100 years of International Women's Day

February 29, 2008
Issue 

International Women's Day, observed on March 8, is a testimony to women struggling to better their lives.

In 1908, socialist women in the US called the first Women's Day: thousands of people took to the streets calling for women's suffrage and equality.

In 1909, 20-30,000 women garment workers struck in New York city for 13 weeks to improve their conditions. This struggle became the impetus for a global Women's Day.

During the second wave of the women's liberation movement, IWD became a day to raise demands centred on full legal, social and political rights; economic equality; reproductive control over one's own body; and 24-hour child care. Later the movement took up other fights and encompassed differing views on the nature of women's oppression and how to overcome it. The struggle took different forms, however the one unifying event was IWD, with political marches and a variety of political and social events.
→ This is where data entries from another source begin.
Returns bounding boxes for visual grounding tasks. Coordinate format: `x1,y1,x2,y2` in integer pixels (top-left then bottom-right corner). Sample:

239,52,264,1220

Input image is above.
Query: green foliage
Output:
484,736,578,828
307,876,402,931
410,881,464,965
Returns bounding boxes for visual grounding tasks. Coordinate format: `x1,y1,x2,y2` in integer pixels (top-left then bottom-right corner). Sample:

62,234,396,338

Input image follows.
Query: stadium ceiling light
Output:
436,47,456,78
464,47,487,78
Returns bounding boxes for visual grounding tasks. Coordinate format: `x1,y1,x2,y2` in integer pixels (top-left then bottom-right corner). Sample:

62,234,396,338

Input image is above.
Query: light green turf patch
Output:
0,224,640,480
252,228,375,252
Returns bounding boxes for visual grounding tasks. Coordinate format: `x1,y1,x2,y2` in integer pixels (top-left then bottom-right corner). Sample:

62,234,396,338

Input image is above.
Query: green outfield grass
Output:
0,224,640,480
Today IWD tends to be celebrated more symbolically with a week of social events. Typically, a prominent woman addresses a dinner, outlining the gains women have made, sometimes speaking of the continuing barriers, such as the "glass ceiling". Many of the issues faced by the majority of women are not taken up.

Today, with women an increasing majority of the working poor and welfare recipients in Australia, it is useful to remember the working-class roots of IWD. While many symbolic and legal barriers in the First World have been removed, the overall global economic and political disadvantage of women has not been overcome.

The women's rights movements of the 19th and 20th centuries polarised along class and, in the case of the US, race lines. Bourgeois women's groups fought for the same rights as those of the men of their class — the right to vote based on the ownership of property, thus excluding the majority of women (and men in many countries).

Working-class movements sprang up that struggled against exclusion and exploitation, and the left wings of these movements mobilised women to struggle against their oppression. This led to bitter divisions within the socialist movement, with some holding the traditional view that women were subservient and should be economically and legally dependent on men.

This struggle was particularly polarised in the mass socialist movement in Europe. Clara Zetkin was a leader of the German Social Democratic Party (SPD) who tirelessly organised working women in the fight for their rights. She played a major role in the 1907 Second International Congress in Stuttgart, which endorsed the right of women to work, the creation of women's organisations in all socialist parties and campaigning for women's right to vote.

Zetkin's leading role was internationally recognised at the first International Conference of Socialist Women in the same year. She was elected secretary of the International Women's Bureau, and with Rosa Luxemburg proposed to the international socialist movement that March 8 be celebrated annually as International Working Women's Day.

Despite situations where political parties were banned and under severe repression by the state, women workers organised and mobilised for IWD. In Russia, Alexandra Kollontai organised illegal educational activities on the oppression of women in 1913. In 1914 a newspaper for women, Rabotnitsa (Woman Worker), was established, with the first issue due out on IWD. The women managed to put out seven issues before the outbreak of war later that year.

These activities culminated in the Petrograd demonstration by women textile workers in 1917. More than 200,000 women took to the streets on March 8 (February 23 by the Russian calender) demanding bread, opposing autocracy and calling for "the return of our husbands from the trenches". This day marked the beginning of the 1917 Russian Revolution, which gave women legal rights far ahead of many rights won in the West for another 50-60 years and some still not won today.

Around this time the communist movement established IWD and working-class women's mobilising as a priority. IWD became a rallying point with a class basis. In Australia, the Communist Party formed in 1920 and IWD continued to focus on struggles of working women and the unemployed during the destitution imposed by the Great Depression of the 1930s.

IWD maintained a class focus until the second wave in the 1960s, when the movement took up the central demands that affected all women. It became a unifying focus of struggle for women regardless of class, race and ethnicity in the ensuing struggles.